Rumblings of concern about running dump trucks through coastal neighborhoods to haul sand to Collier County’s beaches rather than dredging it from offshore got a bit louder Monday.

County officials received bids for a major beach widening project planned to begin later this year, and all three bids came from truck haulers who said they likely would use sand from an Immokalee mine.

One dredging contractor, the same company that did the county’s last beach widening project in 2006, submitted a letter explaining that it wasn’t bidding on this project because of complexities in the bid documents.

The bid opening sets up a potential decision by county commissioners to rebid the project differently to satisfy dredging companies or to accept one of the truck haul bids in the face of a potential uproar from residents whose streets would become routes for thousands of sand-delivery trucks heading to beaches in Naples, Park Shore and Vanderbilt Beach.

“I certainly hope they have better judgment than that,” Naples Mayor John Sorey said Monday of county officials. “Truck haul is not an acceptable option.”

Haulers said their trucks would hold 18 cubic yards of sand, which would mean anywhere from 36,000 to 46,000 round trips to and from the beaches, based on the range of project sizes being debated.

Not only would a truck haul clog Naples’ network of residential roads, it also would require equipment moving sand for long distances on the beach just as tourist season is getting revved up this coming winter, Sorey said.

Gulf Shore Property Owners Association President Hans Gruenberg said his group’s 36 condominium association members between the Naples Beach Hotel & Golf Club and Doctors Pass have “major concerns.”

“It’s a disaster,” he said. “I can’t imagine that during the height of tourist season. I think it would be a tremendous burden.”

On Vanderbilt Beach, at least one civic leader said disruptions just come with the territory when it comes to beach renourishment — whether it’s by dredge or truck haul.

“For my neighborhood, it’s a necessary evil,” said Vanderbilt Beach Residents Association secretary and spokeswoman Kathy Robbins.

She said she was more concerned that no dredging companies bid on the Collier County beach job and said the county staff should rebid the work.

“That’s disturbing to me that we’ve got a lopsided bid,” Robbins said.

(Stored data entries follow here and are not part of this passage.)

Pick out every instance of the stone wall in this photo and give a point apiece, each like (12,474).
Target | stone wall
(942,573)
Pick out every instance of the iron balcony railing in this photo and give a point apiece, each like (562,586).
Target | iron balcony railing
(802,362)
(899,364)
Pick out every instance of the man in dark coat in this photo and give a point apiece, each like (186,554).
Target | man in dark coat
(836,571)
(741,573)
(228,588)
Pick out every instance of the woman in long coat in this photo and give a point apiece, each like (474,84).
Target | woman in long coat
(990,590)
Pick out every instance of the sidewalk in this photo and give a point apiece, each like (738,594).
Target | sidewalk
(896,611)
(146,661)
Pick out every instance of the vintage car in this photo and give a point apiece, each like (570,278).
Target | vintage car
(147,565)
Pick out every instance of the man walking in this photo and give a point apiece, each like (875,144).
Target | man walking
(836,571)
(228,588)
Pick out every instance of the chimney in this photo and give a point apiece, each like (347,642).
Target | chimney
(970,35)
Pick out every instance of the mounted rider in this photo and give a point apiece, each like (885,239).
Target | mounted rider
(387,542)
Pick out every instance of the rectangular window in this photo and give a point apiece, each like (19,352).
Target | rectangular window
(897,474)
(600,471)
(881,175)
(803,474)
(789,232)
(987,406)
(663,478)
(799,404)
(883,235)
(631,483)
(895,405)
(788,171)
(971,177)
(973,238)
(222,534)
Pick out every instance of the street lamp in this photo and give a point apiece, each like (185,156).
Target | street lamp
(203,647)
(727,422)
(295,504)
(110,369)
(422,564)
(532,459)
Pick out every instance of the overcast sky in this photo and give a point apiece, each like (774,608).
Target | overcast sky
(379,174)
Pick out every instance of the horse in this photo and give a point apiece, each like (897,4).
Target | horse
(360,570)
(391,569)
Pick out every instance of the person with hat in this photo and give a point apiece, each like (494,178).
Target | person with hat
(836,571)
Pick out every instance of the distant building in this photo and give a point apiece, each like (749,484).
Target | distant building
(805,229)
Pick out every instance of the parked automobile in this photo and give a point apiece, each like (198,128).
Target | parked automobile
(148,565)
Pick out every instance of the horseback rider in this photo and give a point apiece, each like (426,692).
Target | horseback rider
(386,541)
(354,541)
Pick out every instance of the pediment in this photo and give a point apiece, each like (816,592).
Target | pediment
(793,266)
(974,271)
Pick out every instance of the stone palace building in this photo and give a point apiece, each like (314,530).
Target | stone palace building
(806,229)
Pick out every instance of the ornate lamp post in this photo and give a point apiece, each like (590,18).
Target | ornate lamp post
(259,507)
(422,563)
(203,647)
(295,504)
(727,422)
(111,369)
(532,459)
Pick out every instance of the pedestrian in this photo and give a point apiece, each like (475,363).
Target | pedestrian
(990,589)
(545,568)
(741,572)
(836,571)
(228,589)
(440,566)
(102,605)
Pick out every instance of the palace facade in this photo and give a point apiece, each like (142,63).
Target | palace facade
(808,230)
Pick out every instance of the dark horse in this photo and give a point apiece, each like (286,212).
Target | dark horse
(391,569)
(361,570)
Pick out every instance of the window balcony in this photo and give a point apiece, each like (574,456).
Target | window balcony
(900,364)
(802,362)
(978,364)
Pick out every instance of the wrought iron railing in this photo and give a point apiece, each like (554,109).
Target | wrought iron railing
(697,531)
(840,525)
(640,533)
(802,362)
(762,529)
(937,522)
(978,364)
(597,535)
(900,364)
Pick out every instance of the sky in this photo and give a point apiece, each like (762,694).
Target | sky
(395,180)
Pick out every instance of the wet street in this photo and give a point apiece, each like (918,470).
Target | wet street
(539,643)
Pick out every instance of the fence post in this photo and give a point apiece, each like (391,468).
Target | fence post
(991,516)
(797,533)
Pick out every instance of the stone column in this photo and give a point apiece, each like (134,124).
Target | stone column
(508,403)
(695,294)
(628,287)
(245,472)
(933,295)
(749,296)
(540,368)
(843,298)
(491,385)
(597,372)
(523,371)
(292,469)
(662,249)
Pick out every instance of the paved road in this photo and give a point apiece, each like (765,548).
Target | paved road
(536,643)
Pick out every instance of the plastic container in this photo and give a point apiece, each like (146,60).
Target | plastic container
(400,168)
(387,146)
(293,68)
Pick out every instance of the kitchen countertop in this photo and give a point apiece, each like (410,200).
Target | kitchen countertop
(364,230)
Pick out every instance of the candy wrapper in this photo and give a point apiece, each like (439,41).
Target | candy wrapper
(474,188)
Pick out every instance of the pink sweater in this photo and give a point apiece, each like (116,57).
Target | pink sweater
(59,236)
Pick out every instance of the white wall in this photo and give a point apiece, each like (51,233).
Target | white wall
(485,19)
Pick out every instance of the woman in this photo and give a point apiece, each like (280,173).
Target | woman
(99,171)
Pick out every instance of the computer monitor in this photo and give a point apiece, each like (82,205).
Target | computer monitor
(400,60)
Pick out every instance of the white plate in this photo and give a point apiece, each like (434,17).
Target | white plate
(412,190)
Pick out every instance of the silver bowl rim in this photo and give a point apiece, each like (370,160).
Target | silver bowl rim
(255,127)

As county commissioners debated how large the beach project should be, the bid documents that were offered to companies split the job into increments of sand volumes and asked bidders to provide a price per cubic yard of sand for each increment.

For the 2006 beach project, bidders knew the size of the job and where the sand would go, details that dredging companies say they need to calculate their bids, according to the letter from Great Lakes Dredge and Dock Co.

Even among the bids received Monday, purchasing agents said they needed more time to analyze them before declaring a low bidder. That could happen by mid-May, county officials said.

Bidders were Ranger Construction Industries in Winter Garden in Central Florida, Eastman Aggregates in Lake Wales in Central Florida and Lanzo Construction in Deerfield Beach on Florida’s east coast.

County purchasing agent Scott Johnson said later Monday that a closer review found a “wide array of problems” with the way companies bid the job.

Coastal projects manager Gary McAlpin, a county government official, hinted that the bids might have to be thrown out and the county would start from scratch.

“You don’t know if we have a legitimate competitive bid,” he said.